Italian computer scientist

Silvia Giordano Cremonese is an Italian computer scientist. She works in Switzerland as professor of complex and pervasive networks and head of the Networking Laboratory at SUPSI, the University of Applied Sciences and Arts of Southern Switzerland.

==Education and career==
Giordano earned a laurea (the Italian equivalent of a master's degree) in 1987, from the University of Pisa in Italy. After working in Pisa for the National Research Council of Italy, she moved to the Swiss National Supercomputing Centre in 1991. From 1995 to 1998 she was a doctoral student at the École Polytechnique Fédérale de Lausanne (EPFL) in Switzerland.
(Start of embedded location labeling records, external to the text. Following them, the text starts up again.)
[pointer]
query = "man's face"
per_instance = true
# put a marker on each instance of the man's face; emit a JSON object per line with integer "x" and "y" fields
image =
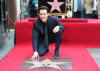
{"x": 43, "y": 15}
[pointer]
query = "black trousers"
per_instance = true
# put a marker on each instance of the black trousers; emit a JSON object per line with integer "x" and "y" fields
{"x": 52, "y": 38}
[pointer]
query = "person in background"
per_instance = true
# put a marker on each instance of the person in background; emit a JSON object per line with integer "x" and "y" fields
{"x": 94, "y": 15}
{"x": 87, "y": 6}
{"x": 32, "y": 9}
{"x": 46, "y": 30}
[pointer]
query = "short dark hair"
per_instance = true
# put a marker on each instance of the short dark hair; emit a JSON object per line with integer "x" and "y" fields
{"x": 43, "y": 8}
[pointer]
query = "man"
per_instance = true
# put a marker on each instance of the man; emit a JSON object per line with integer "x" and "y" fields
{"x": 46, "y": 30}
{"x": 87, "y": 6}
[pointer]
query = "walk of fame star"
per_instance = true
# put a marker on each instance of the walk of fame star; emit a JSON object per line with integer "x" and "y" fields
{"x": 55, "y": 5}
{"x": 45, "y": 63}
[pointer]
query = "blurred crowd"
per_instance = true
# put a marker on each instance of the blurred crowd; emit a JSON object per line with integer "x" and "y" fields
{"x": 80, "y": 8}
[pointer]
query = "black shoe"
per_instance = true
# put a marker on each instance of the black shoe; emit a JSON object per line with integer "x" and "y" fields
{"x": 56, "y": 55}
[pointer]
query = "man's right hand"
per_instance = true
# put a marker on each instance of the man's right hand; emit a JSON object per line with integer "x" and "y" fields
{"x": 35, "y": 56}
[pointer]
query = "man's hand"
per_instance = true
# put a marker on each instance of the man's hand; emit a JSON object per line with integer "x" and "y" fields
{"x": 35, "y": 56}
{"x": 56, "y": 29}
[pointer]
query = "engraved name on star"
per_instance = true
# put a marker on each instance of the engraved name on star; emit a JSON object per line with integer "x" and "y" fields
{"x": 47, "y": 62}
{"x": 55, "y": 5}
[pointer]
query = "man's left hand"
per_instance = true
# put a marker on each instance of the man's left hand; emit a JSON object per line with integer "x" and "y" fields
{"x": 56, "y": 29}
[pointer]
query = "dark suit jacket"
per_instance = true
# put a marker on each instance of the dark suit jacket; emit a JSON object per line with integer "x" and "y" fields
{"x": 38, "y": 30}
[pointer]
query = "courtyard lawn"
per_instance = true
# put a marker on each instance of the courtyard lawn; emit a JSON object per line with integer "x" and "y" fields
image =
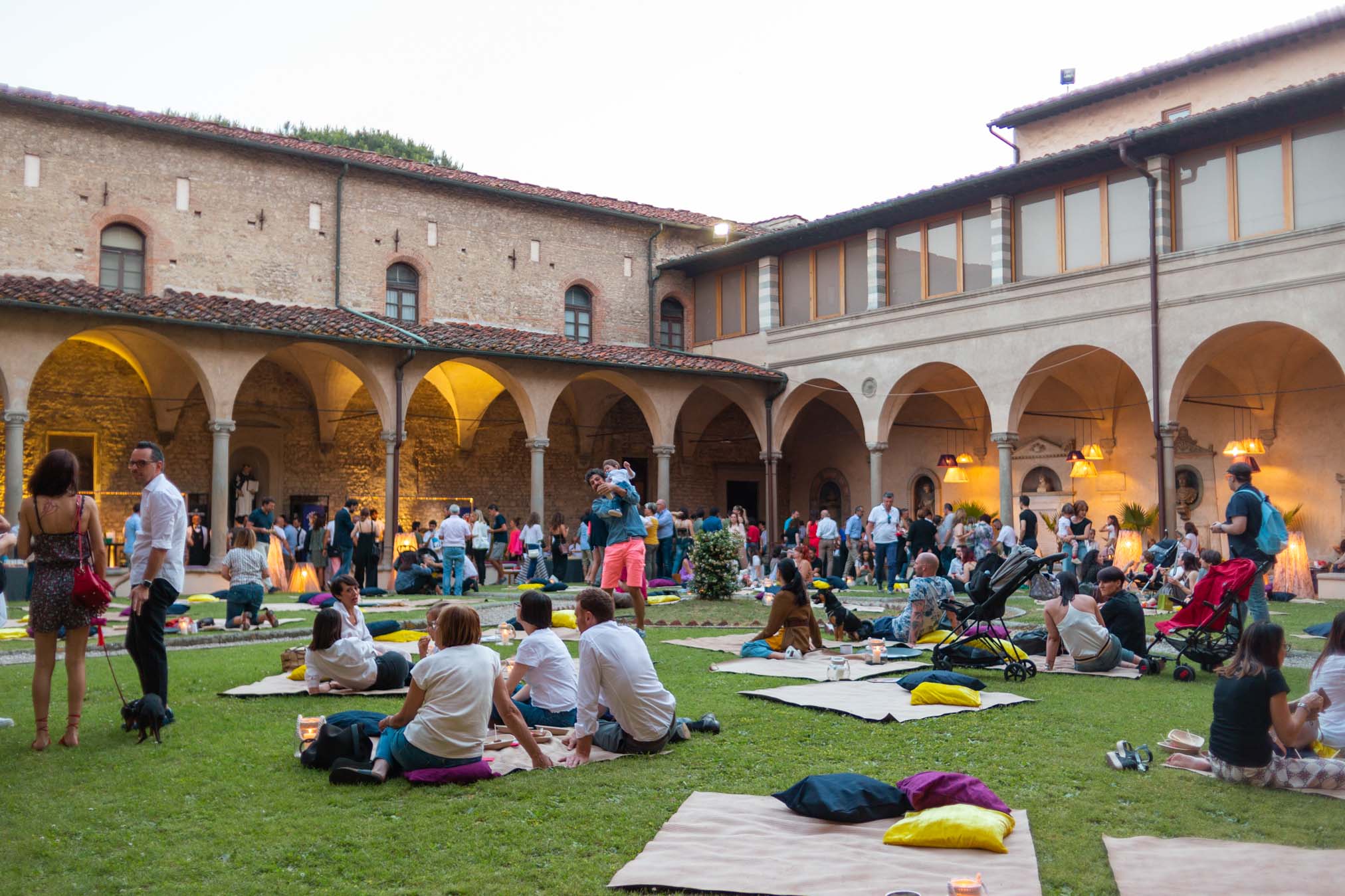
{"x": 223, "y": 804}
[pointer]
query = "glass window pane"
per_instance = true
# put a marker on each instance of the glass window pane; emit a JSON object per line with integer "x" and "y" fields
{"x": 943, "y": 257}
{"x": 976, "y": 249}
{"x": 1083, "y": 227}
{"x": 1128, "y": 218}
{"x": 829, "y": 281}
{"x": 1320, "y": 173}
{"x": 731, "y": 303}
{"x": 904, "y": 266}
{"x": 1261, "y": 187}
{"x": 1035, "y": 224}
{"x": 1201, "y": 199}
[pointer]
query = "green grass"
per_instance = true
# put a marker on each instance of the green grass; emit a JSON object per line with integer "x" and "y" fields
{"x": 222, "y": 805}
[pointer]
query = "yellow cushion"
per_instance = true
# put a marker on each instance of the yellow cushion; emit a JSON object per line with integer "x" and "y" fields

After completing her doctorate, she continued at EPFL as a faculty member from 1999 until 2003, when she moved to her present position at SUPSI. She also chairs the IFIP Working Group 6.3 on the Performance of Communication Systems.

==Research==
Giordano's early research concerned routing and performance analysis for ad hoc networks, including Body area networks, underwater acoustic communication, and edge computing. A more recent line of research, highlighted in her keynote speech at the 35th International Teletraffic Congress on Networked Systems and Services, involves tracking disinformation on social media, and studies the effectiveness of regulation in safeguarding privacy and preventing disinformation.

==Awards and honors==
Giordano was elected an ACM Distinguished Member in 2014.